Shires Smaller Companies Trust, managed by Glasgow Investment Managers has failed to capitalise on t...
Shires Smaller Companies Trust, managed by Glasgow Investment Managers has failed to capitalise on the rally in small companies. In the first six months of the year the £33.1m trust grew its NAV by 21.8% against a rise of 31.2% in the FTSE SmallCap Index.
The principal contributions to the good performance of the index were made by basic industry and resource stocks, notably in the chemical and construction industries where substantial recoveries in earnings are expected. The trust's underlying portfolio has been underweight in these more cyclical sectors and emphasised sectors with defensive characteristics, such as food manufacturing and health care, which did not perform as well.

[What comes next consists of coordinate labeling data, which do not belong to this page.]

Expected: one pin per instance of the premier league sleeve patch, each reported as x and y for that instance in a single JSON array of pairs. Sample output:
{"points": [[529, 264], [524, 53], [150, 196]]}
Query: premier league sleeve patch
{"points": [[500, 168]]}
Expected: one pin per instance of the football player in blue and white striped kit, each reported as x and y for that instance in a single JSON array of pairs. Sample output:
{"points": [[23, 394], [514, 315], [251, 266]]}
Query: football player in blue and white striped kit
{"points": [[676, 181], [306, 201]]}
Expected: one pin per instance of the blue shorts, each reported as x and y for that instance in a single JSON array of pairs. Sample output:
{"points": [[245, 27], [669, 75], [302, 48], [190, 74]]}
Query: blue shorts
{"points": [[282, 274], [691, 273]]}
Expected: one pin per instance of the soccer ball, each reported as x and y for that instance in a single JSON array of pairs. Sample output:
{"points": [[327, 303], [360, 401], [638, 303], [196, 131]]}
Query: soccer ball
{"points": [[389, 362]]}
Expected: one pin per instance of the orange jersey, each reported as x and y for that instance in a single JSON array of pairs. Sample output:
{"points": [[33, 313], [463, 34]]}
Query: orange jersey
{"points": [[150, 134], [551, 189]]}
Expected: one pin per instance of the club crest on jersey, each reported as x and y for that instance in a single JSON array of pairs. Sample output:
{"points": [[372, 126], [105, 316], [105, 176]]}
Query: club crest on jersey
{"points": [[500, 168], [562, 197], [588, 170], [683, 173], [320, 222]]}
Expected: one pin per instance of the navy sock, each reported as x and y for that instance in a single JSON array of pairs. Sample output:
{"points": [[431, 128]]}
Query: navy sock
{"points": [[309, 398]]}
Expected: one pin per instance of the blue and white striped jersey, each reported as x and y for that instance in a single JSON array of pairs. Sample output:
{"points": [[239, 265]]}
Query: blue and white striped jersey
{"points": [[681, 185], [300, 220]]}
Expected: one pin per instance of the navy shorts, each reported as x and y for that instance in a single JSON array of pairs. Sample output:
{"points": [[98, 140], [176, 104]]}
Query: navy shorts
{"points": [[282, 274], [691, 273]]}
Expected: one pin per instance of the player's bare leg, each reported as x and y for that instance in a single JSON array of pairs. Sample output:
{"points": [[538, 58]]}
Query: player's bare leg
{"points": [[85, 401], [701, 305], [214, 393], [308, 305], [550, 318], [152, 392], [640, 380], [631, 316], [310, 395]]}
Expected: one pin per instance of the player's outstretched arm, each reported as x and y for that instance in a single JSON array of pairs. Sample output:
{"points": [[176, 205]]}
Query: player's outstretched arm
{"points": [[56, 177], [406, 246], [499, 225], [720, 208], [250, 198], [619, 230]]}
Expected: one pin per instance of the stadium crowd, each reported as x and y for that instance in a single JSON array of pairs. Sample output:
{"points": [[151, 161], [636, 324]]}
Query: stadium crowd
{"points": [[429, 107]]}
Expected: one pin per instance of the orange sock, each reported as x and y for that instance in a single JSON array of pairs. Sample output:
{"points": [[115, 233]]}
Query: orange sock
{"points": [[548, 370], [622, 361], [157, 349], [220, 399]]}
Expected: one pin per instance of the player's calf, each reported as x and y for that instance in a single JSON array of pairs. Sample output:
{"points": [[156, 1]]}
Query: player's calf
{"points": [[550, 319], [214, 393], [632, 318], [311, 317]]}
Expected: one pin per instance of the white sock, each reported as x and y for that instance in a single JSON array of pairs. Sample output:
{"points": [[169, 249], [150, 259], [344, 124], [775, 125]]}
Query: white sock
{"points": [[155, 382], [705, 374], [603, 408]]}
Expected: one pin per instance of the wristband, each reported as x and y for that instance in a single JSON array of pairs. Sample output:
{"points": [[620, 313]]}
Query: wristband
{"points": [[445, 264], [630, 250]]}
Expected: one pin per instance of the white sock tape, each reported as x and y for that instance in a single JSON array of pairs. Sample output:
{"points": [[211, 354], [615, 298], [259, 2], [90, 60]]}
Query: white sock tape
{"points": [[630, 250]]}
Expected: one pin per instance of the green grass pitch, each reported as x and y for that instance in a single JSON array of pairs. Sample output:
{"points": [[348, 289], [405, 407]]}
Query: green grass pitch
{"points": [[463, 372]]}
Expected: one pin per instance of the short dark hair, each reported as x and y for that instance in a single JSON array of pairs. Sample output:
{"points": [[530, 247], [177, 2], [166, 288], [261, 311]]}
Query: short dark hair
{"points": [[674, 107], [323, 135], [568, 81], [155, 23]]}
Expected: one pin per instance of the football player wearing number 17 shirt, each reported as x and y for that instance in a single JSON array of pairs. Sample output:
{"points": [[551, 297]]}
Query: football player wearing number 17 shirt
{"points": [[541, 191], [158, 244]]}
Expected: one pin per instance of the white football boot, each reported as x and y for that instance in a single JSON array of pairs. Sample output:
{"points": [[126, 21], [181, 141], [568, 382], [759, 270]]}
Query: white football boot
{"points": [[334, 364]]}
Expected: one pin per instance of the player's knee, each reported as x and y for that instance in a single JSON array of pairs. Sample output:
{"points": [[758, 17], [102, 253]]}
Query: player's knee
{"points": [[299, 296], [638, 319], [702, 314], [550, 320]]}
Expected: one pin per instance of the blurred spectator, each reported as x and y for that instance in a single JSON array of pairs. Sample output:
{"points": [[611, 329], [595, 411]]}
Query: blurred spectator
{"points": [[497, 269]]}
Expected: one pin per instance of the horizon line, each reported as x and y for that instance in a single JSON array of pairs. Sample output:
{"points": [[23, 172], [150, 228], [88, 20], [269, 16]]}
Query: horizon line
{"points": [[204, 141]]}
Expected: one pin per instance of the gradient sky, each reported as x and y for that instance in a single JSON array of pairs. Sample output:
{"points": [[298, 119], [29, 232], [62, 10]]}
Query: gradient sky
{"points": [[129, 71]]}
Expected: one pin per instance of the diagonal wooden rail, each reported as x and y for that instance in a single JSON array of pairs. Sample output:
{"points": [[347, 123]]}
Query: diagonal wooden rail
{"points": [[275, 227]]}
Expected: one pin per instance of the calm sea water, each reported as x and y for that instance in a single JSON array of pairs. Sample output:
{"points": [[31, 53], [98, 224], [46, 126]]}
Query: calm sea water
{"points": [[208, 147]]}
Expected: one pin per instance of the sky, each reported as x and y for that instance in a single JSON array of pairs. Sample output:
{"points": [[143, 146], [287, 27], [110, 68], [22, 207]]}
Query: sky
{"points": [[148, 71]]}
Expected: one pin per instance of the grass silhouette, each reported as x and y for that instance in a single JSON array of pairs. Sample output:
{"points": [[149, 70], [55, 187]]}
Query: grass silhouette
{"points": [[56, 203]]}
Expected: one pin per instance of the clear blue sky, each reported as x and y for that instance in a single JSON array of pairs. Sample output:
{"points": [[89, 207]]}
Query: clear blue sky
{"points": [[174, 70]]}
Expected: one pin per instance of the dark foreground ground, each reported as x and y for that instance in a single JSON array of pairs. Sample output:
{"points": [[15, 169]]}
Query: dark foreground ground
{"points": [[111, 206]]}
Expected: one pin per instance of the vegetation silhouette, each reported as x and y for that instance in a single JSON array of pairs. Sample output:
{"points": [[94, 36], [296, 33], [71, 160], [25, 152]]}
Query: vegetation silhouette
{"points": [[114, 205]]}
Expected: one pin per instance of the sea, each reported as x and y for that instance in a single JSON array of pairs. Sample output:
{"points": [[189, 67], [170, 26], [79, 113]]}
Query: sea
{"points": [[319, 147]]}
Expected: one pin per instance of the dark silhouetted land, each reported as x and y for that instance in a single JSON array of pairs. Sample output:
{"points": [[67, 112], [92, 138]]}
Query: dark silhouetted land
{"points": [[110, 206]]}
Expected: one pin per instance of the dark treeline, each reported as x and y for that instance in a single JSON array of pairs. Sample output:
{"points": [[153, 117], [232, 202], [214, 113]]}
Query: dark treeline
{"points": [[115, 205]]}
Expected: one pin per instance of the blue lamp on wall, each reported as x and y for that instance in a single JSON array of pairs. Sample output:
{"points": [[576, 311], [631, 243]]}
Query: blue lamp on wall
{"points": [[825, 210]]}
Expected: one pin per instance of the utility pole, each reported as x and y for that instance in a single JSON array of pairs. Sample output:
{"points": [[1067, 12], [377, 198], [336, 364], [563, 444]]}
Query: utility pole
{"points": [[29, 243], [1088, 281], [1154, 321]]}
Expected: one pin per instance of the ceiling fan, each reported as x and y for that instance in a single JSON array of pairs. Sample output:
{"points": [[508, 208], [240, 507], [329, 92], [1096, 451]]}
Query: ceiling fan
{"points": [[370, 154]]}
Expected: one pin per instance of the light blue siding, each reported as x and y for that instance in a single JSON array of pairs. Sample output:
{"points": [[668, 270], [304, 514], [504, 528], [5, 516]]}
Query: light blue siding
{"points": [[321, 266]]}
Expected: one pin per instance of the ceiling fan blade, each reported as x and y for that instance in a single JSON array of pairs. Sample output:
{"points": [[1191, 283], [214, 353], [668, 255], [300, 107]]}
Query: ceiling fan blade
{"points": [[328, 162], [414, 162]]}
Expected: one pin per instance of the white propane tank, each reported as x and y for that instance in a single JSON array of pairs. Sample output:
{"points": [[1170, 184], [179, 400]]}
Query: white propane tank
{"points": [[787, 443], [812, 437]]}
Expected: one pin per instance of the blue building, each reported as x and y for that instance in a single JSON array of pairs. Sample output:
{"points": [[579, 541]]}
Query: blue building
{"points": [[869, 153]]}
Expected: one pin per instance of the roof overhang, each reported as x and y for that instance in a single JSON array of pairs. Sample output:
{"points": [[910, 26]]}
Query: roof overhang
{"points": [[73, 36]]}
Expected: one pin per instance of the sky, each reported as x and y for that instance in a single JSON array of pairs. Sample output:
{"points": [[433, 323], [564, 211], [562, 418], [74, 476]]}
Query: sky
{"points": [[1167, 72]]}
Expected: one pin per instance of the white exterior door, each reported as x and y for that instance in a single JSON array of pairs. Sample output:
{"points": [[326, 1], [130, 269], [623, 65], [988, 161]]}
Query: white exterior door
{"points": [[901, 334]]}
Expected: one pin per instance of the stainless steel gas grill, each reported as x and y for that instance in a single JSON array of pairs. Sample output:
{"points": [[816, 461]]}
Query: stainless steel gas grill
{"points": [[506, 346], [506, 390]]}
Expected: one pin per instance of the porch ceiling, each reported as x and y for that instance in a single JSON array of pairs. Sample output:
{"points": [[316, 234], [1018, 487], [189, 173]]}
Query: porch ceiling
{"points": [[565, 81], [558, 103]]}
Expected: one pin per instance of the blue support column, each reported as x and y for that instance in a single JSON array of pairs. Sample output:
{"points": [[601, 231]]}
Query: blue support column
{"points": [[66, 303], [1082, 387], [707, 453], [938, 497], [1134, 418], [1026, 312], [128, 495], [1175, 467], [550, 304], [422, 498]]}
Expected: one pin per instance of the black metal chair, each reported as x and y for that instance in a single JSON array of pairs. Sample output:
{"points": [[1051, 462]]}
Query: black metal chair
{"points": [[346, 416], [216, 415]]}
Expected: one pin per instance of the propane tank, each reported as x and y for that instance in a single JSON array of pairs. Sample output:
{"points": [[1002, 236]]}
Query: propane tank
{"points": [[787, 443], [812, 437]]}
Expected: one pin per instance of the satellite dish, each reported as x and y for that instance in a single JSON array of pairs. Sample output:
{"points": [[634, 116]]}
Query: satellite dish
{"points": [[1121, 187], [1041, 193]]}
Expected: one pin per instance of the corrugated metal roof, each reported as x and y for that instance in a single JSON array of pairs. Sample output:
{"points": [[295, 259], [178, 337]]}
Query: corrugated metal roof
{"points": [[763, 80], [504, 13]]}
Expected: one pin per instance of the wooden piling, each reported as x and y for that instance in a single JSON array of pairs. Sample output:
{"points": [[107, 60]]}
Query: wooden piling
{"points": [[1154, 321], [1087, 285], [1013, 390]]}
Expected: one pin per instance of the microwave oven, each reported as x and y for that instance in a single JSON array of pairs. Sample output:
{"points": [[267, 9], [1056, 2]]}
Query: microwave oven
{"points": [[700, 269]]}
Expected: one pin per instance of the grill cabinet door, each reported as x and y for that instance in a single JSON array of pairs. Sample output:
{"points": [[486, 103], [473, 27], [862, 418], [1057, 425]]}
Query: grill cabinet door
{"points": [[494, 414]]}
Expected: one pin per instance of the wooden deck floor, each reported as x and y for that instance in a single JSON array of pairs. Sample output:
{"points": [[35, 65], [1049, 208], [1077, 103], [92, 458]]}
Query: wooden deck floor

While the trust underperfomed its benchmark it was well ahead of the FTSE All-Share Index which returned 11.5% over the six months. During the year there has been a marked reduction in the number of the trust's warrants in circulation. At the beginning of June holders exercised their rights to subscribe for 12,134 new ordinary shares at £1 per share. In addition the trust purchased in the market 649, 608 of its warrants for cancellation.
There are now 2,463,417 warrants outstanding and the last date for warrant holders to subscribe for ordinary shares is 1 June 2000. The repurchase of warrants at a price that, taken together with the subscription price of £1 per ordinary share, represents a discount to underlying NAV per share contributes a small increase in fully diluted NAV per share. As at the close of business last Wednesday the trust was trading at a discount to NAV of 20.4%. At the beginning of the year the discount stood at 23.3.
Shareholders in the trust benefited from a rise in revenue earnings from 5.51p compared with 2.32p for the corresponding period last year. The trust's interim results report the board has declared a second interim dividend of 1.45p per share.